The new innovative products not only seek to protect the skin of people with albinism from the sun’s radiation, but also slow down damages and infections to their skin.
Dr Joey Chifamba, who won a prize for his innovations at the just -ended the UZ Research Innovation and Industrialisation Week, told The Herald that his ground-breaking product sought to help people living with albinism who suffer from actinic (solar induced) skin damage — freckles and sunburn to various skin cancers which shorten their life spans considerably.
“No product has ever been developed to protect albinistic persons from actinic damage. The sunscreens that are given to them are designed for white-skinned people and do not take into consideration specific conditions and differences found on albinistic skins,” he said.
“This makes them not very effective and not very suitable especially for all day everyday wear since albinism is a lifelong condition.”
Dr Chifamba developed a product range with about 10 different products including lotions, creams, wound healing washes, lip balms and hair protective products.
All the products were made using 5th generation emerging technologies including nanotechnology and biotechnology. The products incorporated zinc and titanium from natural sources and indigenous trees, which made them crucial and suitable for people with albinism in tropical areas.
“We employ nanosized metallic oxides sunblock’s conjugated together with nano-optimised indigenous herbs with antibacterial, antifungal and wound healing effects to create aesthetically pleasing cosmeceutical products for everyday all day use by albinistic persons,” the industrial chemist and pharmaceutical nanotechnology expert.
“In our innovation we have developed ground-breaking cosmeceuticals which are not only sunscreens but complete actinic damage retarding treatments that consider albinistic skin differences and deal with various symptoms of actinic damage including wrinkles, premature aging, inflammation, bacterial and fungal infections.”
The products, he said, were much more affordable and safer.
Dr Chifamba said the products which were developed in consultation with the Albino charity organisation of Zimbabwe and other albino welfare groups were already available to people living with albinism who are registered with the trust.
The UZ Innovation Hub was now supporting Dr Chifamba to further develop his research and innovations. People with albinism have pale skin due to a pigment disorder that barely protects the skin from the sun’s radiation.
When exposed to sunlight, the skin of an albino does not acquire a tan. Instead, it remains light and there is a greater risk of skin cancer.
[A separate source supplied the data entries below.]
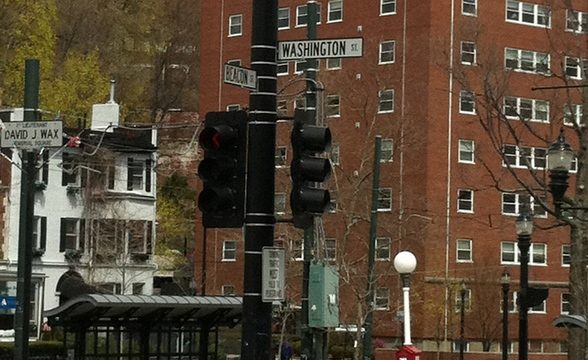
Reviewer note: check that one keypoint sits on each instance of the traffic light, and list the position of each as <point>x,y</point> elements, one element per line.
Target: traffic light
<point>224,140</point>
<point>307,168</point>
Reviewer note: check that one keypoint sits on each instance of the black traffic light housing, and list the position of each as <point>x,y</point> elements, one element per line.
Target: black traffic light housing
<point>307,168</point>
<point>224,140</point>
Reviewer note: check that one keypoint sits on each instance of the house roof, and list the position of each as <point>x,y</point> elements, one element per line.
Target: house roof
<point>100,309</point>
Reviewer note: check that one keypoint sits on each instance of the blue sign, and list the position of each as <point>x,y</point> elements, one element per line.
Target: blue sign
<point>7,302</point>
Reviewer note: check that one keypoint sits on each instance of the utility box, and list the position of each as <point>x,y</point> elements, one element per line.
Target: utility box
<point>323,296</point>
<point>408,352</point>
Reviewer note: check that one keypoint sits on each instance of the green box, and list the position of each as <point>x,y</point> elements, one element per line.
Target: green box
<point>323,296</point>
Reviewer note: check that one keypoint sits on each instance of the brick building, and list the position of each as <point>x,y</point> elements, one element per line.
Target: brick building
<point>438,80</point>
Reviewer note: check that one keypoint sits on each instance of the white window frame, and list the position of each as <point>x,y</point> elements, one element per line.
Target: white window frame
<point>383,246</point>
<point>284,14</point>
<point>469,7</point>
<point>518,108</point>
<point>467,102</point>
<point>517,201</point>
<point>333,105</point>
<point>519,12</point>
<point>386,101</point>
<point>469,209</point>
<point>387,52</point>
<point>385,4</point>
<point>335,11</point>
<point>384,200</point>
<point>466,147</point>
<point>464,247</point>
<point>386,150</point>
<point>381,295</point>
<point>576,21</point>
<point>524,157</point>
<point>468,53</point>
<point>523,57</point>
<point>566,251</point>
<point>536,250</point>
<point>235,25</point>
<point>229,251</point>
In Zimbabwe and most other African countries, this is an acute problem. Most sunscreen products that are available in Zimbabwe are imported from South Africa and are expensive.
Retailers sell the lotion at high prices that range from US$22 and $35 for a 250 millilitre bottle of sunscreen lotion.
This is much too expensive for most albinos who use a tube that only lasts a few weeks with intensive usage.
Even with donations for albino welfare organisations, the lotions are still not widely accessible for many Zimbabweans living with albinism, who number an estimated 70 000.